Armand finally spoke, voice lower now.
"Your Majesty, are you suggesting King Arthur is—"
"I am not suggesting," Ciara interrupted calmly.
Then corrected herself slightly:
"I am identifying a possibility."
Mary spoke next, measured but firm.
"And what would that mean for him?"
Ciara looked at me again.
Longer this time.
"I do not yet know," she admitted.
That was the first time she'd said anything uncertain.
It made the room feel briefly unbalanced.
Then she added:
"But beings that interact with chaos at that level tend to attract similar structures around them."
I didn't like the phrasing.
Attract.
Structures.
That sounded less like destiny.
More like physics.
Before I could respond, Ciara straightened slightly.

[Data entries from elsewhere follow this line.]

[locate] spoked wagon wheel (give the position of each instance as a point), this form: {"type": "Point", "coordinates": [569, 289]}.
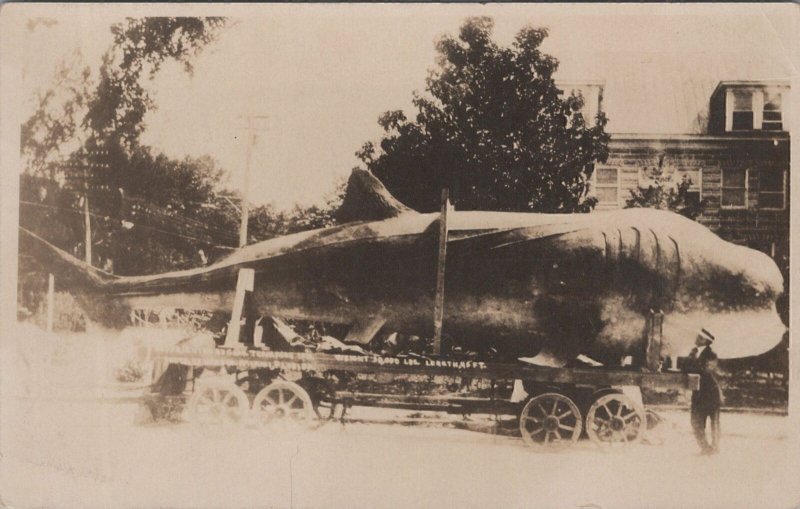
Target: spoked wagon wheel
{"type": "Point", "coordinates": [218, 402]}
{"type": "Point", "coordinates": [281, 405]}
{"type": "Point", "coordinates": [615, 420]}
{"type": "Point", "coordinates": [550, 421]}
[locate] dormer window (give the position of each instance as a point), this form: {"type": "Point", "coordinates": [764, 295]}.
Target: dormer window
{"type": "Point", "coordinates": [590, 91]}
{"type": "Point", "coordinates": [772, 119]}
{"type": "Point", "coordinates": [742, 114]}
{"type": "Point", "coordinates": [754, 106]}
{"type": "Point", "coordinates": [749, 106]}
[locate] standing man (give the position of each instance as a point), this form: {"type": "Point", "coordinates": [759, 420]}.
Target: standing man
{"type": "Point", "coordinates": [706, 401]}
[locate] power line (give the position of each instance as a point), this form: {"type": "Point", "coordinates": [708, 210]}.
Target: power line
{"type": "Point", "coordinates": [138, 225]}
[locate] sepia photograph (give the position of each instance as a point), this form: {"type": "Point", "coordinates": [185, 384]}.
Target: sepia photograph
{"type": "Point", "coordinates": [398, 256]}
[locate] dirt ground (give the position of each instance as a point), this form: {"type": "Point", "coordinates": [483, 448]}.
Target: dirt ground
{"type": "Point", "coordinates": [69, 438]}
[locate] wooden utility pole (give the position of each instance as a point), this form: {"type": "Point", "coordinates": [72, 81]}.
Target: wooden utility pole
{"type": "Point", "coordinates": [438, 305]}
{"type": "Point", "coordinates": [87, 226]}
{"type": "Point", "coordinates": [249, 144]}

"I will need to expand my verification process."
Armand tensed.
"Regarding what?"
Ciara's gaze shifted slightly toward the corridor outside.
"I will be bringing additional personnel to Terminus."
She paused.
Then added:
"And two individuals of direct relevance to your line."
I blinked slightly.
"Line?" I repeated.
Ciara looked back at me.
"Family line," she clarified.
Family?
How?
I killed Jules and Charles, and Bernadette died...

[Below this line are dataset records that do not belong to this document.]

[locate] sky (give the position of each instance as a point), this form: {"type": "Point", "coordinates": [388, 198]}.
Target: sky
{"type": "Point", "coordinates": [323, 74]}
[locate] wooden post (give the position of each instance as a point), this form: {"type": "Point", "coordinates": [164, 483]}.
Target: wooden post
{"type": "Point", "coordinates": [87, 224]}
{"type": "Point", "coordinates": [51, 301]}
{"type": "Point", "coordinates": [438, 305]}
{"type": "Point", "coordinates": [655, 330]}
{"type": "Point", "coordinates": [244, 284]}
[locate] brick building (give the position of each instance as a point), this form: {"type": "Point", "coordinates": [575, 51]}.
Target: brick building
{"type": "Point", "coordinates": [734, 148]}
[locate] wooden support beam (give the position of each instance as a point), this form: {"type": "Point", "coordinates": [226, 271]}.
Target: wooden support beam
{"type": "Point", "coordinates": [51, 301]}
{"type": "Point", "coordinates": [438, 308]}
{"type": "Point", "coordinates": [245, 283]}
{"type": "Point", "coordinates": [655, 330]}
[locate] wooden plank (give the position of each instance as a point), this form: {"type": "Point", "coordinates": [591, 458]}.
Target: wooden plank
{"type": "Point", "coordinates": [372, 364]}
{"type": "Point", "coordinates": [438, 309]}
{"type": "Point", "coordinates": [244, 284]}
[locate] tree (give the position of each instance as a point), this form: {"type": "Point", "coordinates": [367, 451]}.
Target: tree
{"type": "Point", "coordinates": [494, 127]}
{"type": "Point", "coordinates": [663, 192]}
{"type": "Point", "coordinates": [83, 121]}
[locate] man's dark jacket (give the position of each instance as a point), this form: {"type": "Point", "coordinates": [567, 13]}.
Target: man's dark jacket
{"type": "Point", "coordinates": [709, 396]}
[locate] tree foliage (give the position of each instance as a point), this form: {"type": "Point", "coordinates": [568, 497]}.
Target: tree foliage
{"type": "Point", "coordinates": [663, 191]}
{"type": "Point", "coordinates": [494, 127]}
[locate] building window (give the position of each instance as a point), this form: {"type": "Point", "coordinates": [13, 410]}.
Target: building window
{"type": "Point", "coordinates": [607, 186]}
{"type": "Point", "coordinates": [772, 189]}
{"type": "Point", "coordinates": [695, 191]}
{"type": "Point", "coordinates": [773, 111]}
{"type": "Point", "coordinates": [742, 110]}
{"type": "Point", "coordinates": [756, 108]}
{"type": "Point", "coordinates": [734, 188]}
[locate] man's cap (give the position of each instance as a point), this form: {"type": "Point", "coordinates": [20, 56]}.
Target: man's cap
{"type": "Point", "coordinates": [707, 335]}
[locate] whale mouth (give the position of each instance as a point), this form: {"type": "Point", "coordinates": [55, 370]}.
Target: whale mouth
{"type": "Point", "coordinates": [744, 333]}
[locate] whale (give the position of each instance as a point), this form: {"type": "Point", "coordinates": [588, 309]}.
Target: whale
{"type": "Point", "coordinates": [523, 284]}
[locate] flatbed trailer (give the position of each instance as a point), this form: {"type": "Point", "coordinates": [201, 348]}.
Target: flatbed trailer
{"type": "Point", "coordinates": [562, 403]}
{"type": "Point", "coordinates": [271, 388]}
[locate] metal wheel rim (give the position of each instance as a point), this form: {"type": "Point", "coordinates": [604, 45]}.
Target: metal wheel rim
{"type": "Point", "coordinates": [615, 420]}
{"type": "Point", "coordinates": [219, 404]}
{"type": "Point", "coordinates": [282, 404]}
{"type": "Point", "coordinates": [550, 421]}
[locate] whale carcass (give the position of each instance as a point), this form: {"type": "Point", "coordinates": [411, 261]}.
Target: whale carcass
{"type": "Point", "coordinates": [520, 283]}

It was those two kids in the intro wasn't it?
FUCK.
MY.
LIFE...
Mary's expression shifted sharply.
Armand's hand moved slightly toward his weapon before stopping himself.
Ciara continued, unbothered.
"They are currently under observation by the Augur of Apollos."
That name meant nothing to me.
But the tone around it suggested importance.
"Why?" I asked.
Ciara didn't hesitate.
"Because they are tied to your emergence pattern."
Silence.
The room tightened again.
Then she delivered the final statement.
Calm.
Measured.
Absolute.
"…Your half siblings."
And for the first time since waking up—
I genuinely couldn't tell if I was still catching up to a war…
Or if the war had already caught up to me before I even arrived.
But I did know one thing...
Damn you Jules, you almost certainly cheating bastard!